This morning I walked several miles in the woods while joining an asynchronous satsang (!!) with Swami Yogatmananda. He delivered the lecture, Integration of Personality, in May, 2007 at the Vedanta Society of Boston. The personality, according to Swamji and Vedanta philosophy, is a covering that conceals the individual Self. The personality—in this conception—is made up of the physical body and mind. Therefore, in order to achieve unity and (that is, Yoga) between the personality and Self, our primary purpose is to properly integrate the personality. As I listened to Swamiji deploy various metaphors to show the importance of this work, I felt my body fill with a sense of gratitude and wonder as I slowly (on second replay) came to realize that my suffering, situation, body, and so on, are not aspects that I must ESCAPE but the very tools to be used for Realization. That is, God Realization, if you will forgive my public display of piety. God Realization being the successful integration of the personality and the Self—this requires recognition and experience of our Self as part of the whole and not separate.

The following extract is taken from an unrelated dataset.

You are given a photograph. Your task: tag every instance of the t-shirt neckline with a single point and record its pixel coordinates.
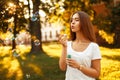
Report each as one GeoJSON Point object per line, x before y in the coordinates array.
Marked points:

Imagine how difficult it will be to recognize that oneness with the Ultimate Reality if we have not integrated the personality (body/mind) and the self that is of the Self. Swamiji says, “The integration is brought firstly by a common purpose. All have to be tuned to a common purpose….We have all different units but the goal is [common].” When all the parts are pulled together successfully in order to achieve the common purpose we have unity. When the common purpose is not known by all parts, we find ourselves embroiled in physical and mental turmoil as various aspects of the body/mind move against each other rather than in community. “How our feeling, reasoning, willing, and actions are at war with one another and created terrible confusion within ourselves. There may be conflict of duties, conflict of moral standards, conflict of spiritual ideas. We may become a whirlpool of emotions. So hereto lies the need for integration that stands for purity and strength and harmony.”

I’m starting small—with a little practice: to begin each day with a long meditative walk. The practice for the body and mind is to remain aware of the common purpose and become alert to the messages that arise to guide the parts toward greater integration. Will you join me in a practice for integration?